C’est une solution exemplaire. À quai, elle supprime tout rejet : co2, oxyde de soufre, d’azote et particules fines. Et évite les nuisances sonores car les moteurs sont désormais à l’arrêt pendant les escales. C’est bon pour les riverains et pour les équipages à bord qui travaillent dans de meilleures conditions. Cette mesure recueille également l’adhésion des passagers.
Sur le plan économique, cela demande-t-il de gros investissements ?
M. R. : Oui. Des armateurs comme des gestionnaires de ports. Pour des navires en escale quotidienne à Marseille, l’équation économique est plus simple, car les investissements sont amortis. Les ferries sont bien adaptés à la connexion électrique, c’est l’une des meilleures réponses environnementales. La connexion de nos trois navires a nécessité un investissement de 5 millions d’euros : 3,1 millions d’euros à notre charge, 1,5 million d’euros pour le Grand Port Maritime et 480 000 euros d’aides publiques. Donc quand le Département s’associe au port de Marseille à hauteur de 40 %, c’est très incitatif.
On ne peut plus continuer comme ça.
Les armateurs en ont conscience
Cette solution est-elle suffisante ?
M. R. : Elle n’est pas transposable à tous les navires. Il faut des mesures au cas par cas pour lutter contre la pollution maritime.
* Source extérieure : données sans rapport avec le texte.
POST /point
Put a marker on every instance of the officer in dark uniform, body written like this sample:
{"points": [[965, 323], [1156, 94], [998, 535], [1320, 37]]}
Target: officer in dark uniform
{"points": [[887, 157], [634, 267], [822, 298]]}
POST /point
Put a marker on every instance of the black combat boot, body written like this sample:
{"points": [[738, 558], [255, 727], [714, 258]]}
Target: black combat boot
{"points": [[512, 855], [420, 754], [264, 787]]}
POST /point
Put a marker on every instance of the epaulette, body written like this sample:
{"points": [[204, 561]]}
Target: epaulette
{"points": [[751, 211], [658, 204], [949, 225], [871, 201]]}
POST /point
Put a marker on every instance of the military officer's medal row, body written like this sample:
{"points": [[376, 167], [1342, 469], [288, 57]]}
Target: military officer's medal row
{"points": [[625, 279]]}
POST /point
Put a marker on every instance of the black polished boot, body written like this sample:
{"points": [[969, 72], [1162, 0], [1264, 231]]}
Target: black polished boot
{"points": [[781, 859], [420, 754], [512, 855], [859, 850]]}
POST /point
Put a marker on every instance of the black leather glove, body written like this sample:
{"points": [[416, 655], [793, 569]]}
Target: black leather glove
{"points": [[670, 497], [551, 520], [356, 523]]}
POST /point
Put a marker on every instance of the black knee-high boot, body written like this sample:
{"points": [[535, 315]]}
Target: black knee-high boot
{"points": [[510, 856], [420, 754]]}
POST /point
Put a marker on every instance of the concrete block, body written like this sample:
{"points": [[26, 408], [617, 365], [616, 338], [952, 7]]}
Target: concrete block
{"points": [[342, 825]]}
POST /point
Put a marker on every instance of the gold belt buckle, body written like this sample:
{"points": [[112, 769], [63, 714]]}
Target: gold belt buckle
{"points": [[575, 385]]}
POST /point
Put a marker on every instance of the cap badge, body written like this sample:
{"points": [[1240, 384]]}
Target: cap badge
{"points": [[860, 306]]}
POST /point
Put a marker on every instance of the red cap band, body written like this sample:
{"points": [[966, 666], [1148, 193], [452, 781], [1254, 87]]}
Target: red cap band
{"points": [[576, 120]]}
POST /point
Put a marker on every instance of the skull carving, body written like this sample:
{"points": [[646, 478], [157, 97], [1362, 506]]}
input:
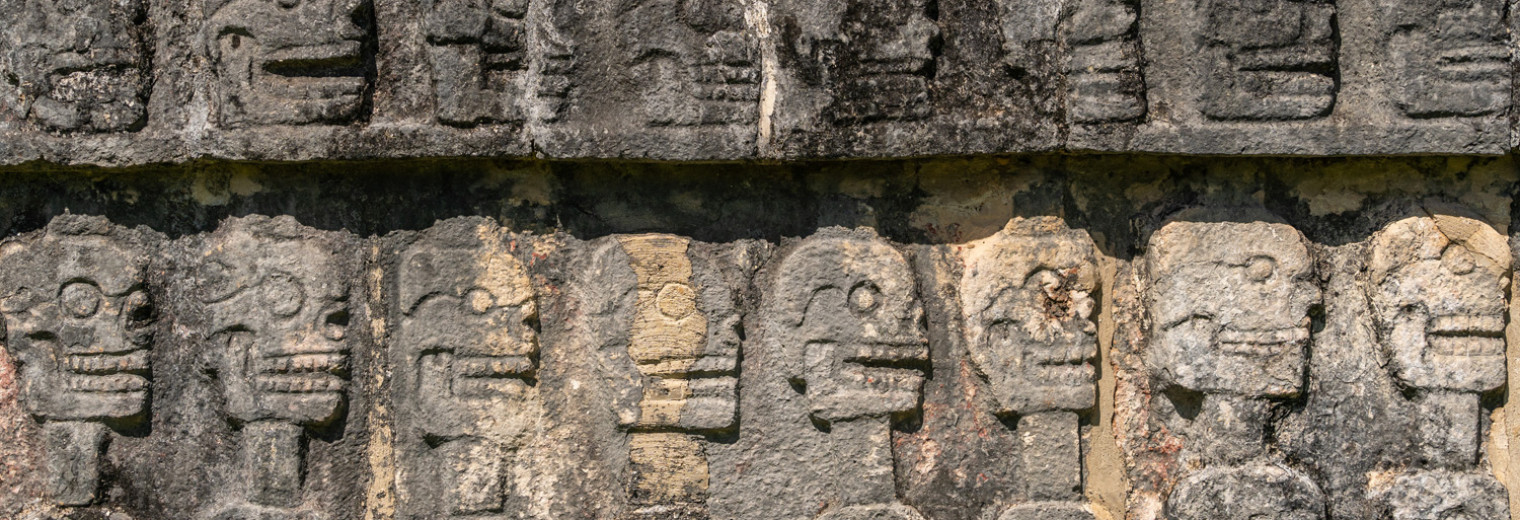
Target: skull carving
{"points": [[684, 339], [1026, 297], [288, 61], [470, 330], [278, 307], [467, 356], [78, 320], [78, 66], [851, 326], [1438, 288], [1230, 306]]}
Depuis peu, le port de Marseille accueille chaque semaine le premier paquebot au monde fonctionnant au Gaz naturel liquéfié (GNL), sans soufre ni particules fines.
Et on sait que dans les prochaines années, on passera progressivement à l’hydrogène. On avance, les armateurs ont pris conscience qu’on ne peut plus continuer comme ça ! Il faut viser le mix énergétique entre carburant sans soufre du type GNL ou méthanol, filtre à particules, scrubber (lavage des fumées), électrification ou alimentation mobile en groupe électrogène au GNL.
L’innovation environnementale est-elle au coeur des enjeux du transport maritime de demain ?
M. R. : Oui et elle doit être soutenue par les pouvoirs publics. À titre d’exemple, nous avons mis au point avec le chimiste Solvay et la société autrichienne Andritz un filtre à particules qui supprime les particules fines et le soufre lors de la navigation, une technologie déjà utilisée dans les usines d’incinération.
Nous essayons de voir si ce qui marche sur terre fonctionne en mer. Nous avons déjà équipé un de nos navires de cette technologie avec des résultats très prometteurs. Nous visons la certification pour équiper prochainement un deuxième navire. C’est une première mondiale.